A lomos de Blanc, Bertran iba tras el caballo de Cap d'Estopes, gozando del momento y listo para atender cualquiera de las peticiones del vástago condal. Llevaba el carcaj de flechas a su espalda, y en el tope de cuero, junto a su estribo diestro, el astil del venablo por si era ésta el arma requerida. El viento le venía al rostro y un sinfín de pequeñas ramas le azotaban la cara. Los cascos del ruano hollaban la húmeda hojarasca y el efluvio de olores del bosque atacaba su olfato. El instante era sublime. Súbitamente, la voz de uno de los voceadores anunció:

—¡Jabalí a la siniestra!

Efectivamente, un braco regalo del duque de Aquitania al conde de Barcelona, de pelaje oscuro y fuertes mandíbulas, había levantado el rastro. Un gran macho con un par de colmillos que sobrepasarían de largo el palmo saltó de la espesura. Los trailleros soltaron a la jauría del mismo lado y los podencos, galgos y el braco fueron tras la huella. Los caballeros forzaron a sus cabalgaduras y cada uno preparó sus armas sobrepasando a los servidores; el cuerno anunció que la presa estaba señalada.
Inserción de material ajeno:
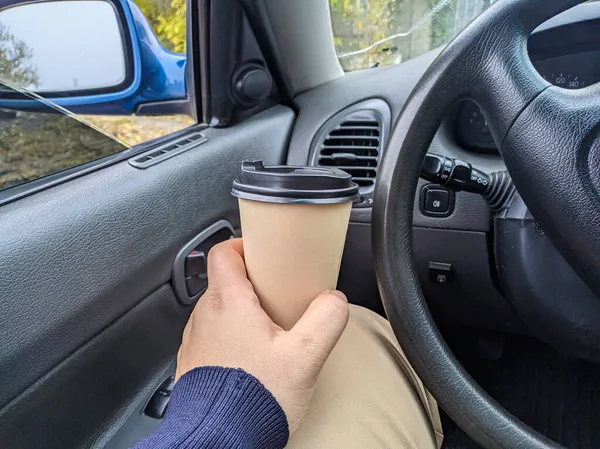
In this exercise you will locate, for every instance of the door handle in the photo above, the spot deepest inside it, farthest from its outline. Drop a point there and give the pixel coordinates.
(189, 269)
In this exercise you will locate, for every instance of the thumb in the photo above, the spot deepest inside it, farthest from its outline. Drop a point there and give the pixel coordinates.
(320, 327)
Los perros se llegaron a la altura del gran macho y dos de los más osados se pusieron a la par al alcance de sus afiladas cuchillas. La cabeza del cerdo salvaje dibujó un corto viaje a uno y otro lado y los dos canes, entre aullidos de dolor, fueron lanzados al aire como ramas secas. De repente, se oyó un silbido y de uno de los lados llegó una flecha que se clavó en el lomo de la bestia sin que ésta pareciera notarlo. El animal siguió su enloquecida carrera acosado por los perros y la espesura tembló ante el paso de hombres, canes y caballos.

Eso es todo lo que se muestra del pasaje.